In recent years, an increasing number of medications have been studied on intestinal microbiota. Studies on animals and humans have shown that inulin supplements determine changes in the intestinal microbiota, leading to decreased adiposity (62,74-76). Dietary fibers, such as inulin, raise SCFA levels that in turn will lead to increased levels of hormones with roles in appetite regulation and glucose metabolism (77). Administering a probiotic, Bifidobacterium animalis, combined with fiber, has led to decreased central adiposity and waist circumference. Regarding constipation, it has been shown that kiwi intake determines increases in Faecalibacterium prausnitzii, which produces butyric acid with antiinflammatory properties (78). Administering kefir in constipation increases Firmicutes, Bacteroides, Lactobacillus and Prevotella, and reduces Proteobacteria, Enterobacteriaceae and Clostridium (79). Thus, altering the intestinal microbiota can alleviate dysmotility symptoms; however, the involved mechanisms need to be better studied. In mice fed an HFD, an increase in Firmicutes and a reduction in Bacteroides and Actinobacteria were observed. Furthermore, it has been shown that an HFD led to an increase in Allobaculum accompanied by a reduction in Lactobacillus, Bifidobacterium and Clostridium (79). While there are several mechanisms orchestrating the interaction between obesity, GI motility and dysbiosis, the most important microbial metabolites are represented by SCFA.

The endocrinological changes encountered in obesity are displayed in the Table 1.

Table 1.

Hormonal profile in obesity

Hormones	Serum level in obese patients	Effects in obese patients
Leptin	Increased (resistance of hypothalamic centers to lep-tin)	Inability of leptin to regulate satiety and modulate the energy balance Worsens reflux esophagitis through its pro-inflammatory effect
Adiponectin	Decreased	Increase of erosive esophagitis or Barrett's esopha-gus
CCK	Increased	Stimulates appetite and induces body weight gain Increase in the frequency of transient IES relaxations Delays gastric emptying Inhibits intestinal motility
Ghrelin	Decreased	Delays gastric emptying Inhibits pyloric relaxation Inhibits intestinal motility Inhibits colonic secretion and motility
Adrenalin	Increased	Delays gastric emptying Inhibits intestinal motility
CRF	Increased	Inhibits gastric motor function in the antrum and corpus
PP	Increased after a meal Decreased	Reduces gastric emptying Inhibits intestinal motility
PYY	Increased after a meal	Inhibits GI motility Reduces small bowel motility and increases ileal absorption Inhibits colonic motility
NPY	Increased	Stimulates appetite and induces body weight gain Delays gastric emptying Inhibits colonic secretion and motility
GIP	Increased	Inhibits appetite Delays gastric emptying
GLP-1	Increased	Inhibits appetite Delays gastric emptying Inhibits intestinal motility and secretion
GLP-2	Increased	Inhibits gastric and intestinal motility
Somatostatin	Increased	Inhibits the release of gastrin and inhibits gastric motility
IVP	Increased	Relaxes the smooth muscles of the intestine Inhibits colonic secretion and motility
Serotonin	Increased Decreased in the colon	Activates intestinal motility and gastric emptying Stimulates release of bile salts and intestinal absorption of fat Inhibits colonic motility
Cortisol	Increased	Inhibits colonic motility by increased CCK secretion

In conclusion, obesity is associated with GI motility disorders. This relationship is bidirectional and can involve any segment of the GI tract. Most common clinical conditions caused by GI motility disorders in obesity are GERD, gastroparesis and constipation. Pathogenic mechanisms include gut-brain axis disorders and the effect of gut microbiota.

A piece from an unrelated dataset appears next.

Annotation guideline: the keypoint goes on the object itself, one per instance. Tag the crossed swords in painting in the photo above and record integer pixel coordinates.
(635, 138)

Changes in GI motility can be considered as potential factors contributing to the development and maintenance of obesity. Therapies aiming to regulate the associated changes observed in GI motility could play a crucial role in the management of obese patients. Thus, understanding the molecular mechanisms underlying these changes could guide researchers to new therapies, such as CCK1 agonists, CB1 antagonists and electrical stimulation of the stomach. Interactions between obesity, diet and intestinal microbiota alteration may offer new insights related to GI motility changes in obesity.

Conflict of interest

The authors declare that they have no conflict of interest.